Neste semestre, a Meta tentou acelerar sua corrida em inteligência artificial com um atalho ambicioso: usar os dados de tela e teclado de seus próprios funcionários para treinar seus modelos. O programa, batizado de Model Capability Initiative (MCI), foi anunciado como mandatório e tinha como objetivo ensinar a IA a replicar tarefas de escritório, como preencher formulários e usar atalhos.

A reação da equipe foi imediata e feroz. O que se seguiu, segundo uma extensa reportagem do Business Insider, foi uma rara rebelião interna que forçou a companhia a suspender o projeto. O episódio não é apenas uma crise de relações públicas para a gigante de tecnologia; é um estudo de caso sobre o choque entre a fome de dados da IA e os limites de privacidade e confiança dentro das próprias empresas que a desenvolvem.

O Olho de Sauron no escritório

A proposta partiu da TBD, uma unidade de elite de IA da Meta, com o intuito de dar à empresa uma vantagem competitiva. A tese era que, ao observar como humanos usam computadores no dia a dia, os modelos de IA poderiam aprender a automatizar o trabalho de colarinho branco. Contudo, a empresa subestimou o fator humano. O anúncio de que a participação seria obrigatória, feito pelo CTO Andrew Bosworth, acendeu o estopim da revolta.

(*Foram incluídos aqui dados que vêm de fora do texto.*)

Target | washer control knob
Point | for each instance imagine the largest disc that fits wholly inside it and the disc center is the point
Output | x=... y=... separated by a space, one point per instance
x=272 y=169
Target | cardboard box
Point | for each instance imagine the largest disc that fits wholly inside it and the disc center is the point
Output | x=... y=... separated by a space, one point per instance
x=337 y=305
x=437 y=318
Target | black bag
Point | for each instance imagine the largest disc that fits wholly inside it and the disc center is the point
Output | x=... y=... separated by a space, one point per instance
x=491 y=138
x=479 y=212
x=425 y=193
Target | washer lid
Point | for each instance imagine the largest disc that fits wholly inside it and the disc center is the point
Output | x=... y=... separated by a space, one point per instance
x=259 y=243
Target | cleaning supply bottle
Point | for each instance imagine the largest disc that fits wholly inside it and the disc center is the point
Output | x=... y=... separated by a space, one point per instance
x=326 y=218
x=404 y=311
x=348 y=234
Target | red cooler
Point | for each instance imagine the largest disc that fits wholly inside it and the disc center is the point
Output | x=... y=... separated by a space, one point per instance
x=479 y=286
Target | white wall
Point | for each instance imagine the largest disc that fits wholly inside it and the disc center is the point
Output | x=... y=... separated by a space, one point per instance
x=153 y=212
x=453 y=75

Funcionários expressaram temores sobre a captura de dados sensíveis — de senhas a informações de imigração — e o risco de que a tecnologia fosse usada para substituir seus próprios empregos. A resistência se organizou de forma criativa: memes comparavam a gestão ao vilão do filme “O Show de Truman”, o ícone do programa na tela foi apelidado de “Olho de Sauron” e uma petição online contra a iniciativa reuniu mais de 1.800 assinaturas. Ativistas chegaram a espalhar panfletos nos campi da empresa, citando leis trabalhistas que protegem a manifestação dos trabalhadores.

'Defina a palavra hubris'

Apesar da pressão, a liderança da Meta defendeu o programa, com Bosworth garantindo que os dados eram “rigorosamente controlados”. A narrativa ruiu em junho, quando um engenheiro descobriu e expôs que os dados coletados pelo MCI, incluindo conversas privadas, estavam visíveis para toda a empresa. A falha de segurança era a materialização exata dos piores medos dos funcionários e uma prova da imprudência da gestão.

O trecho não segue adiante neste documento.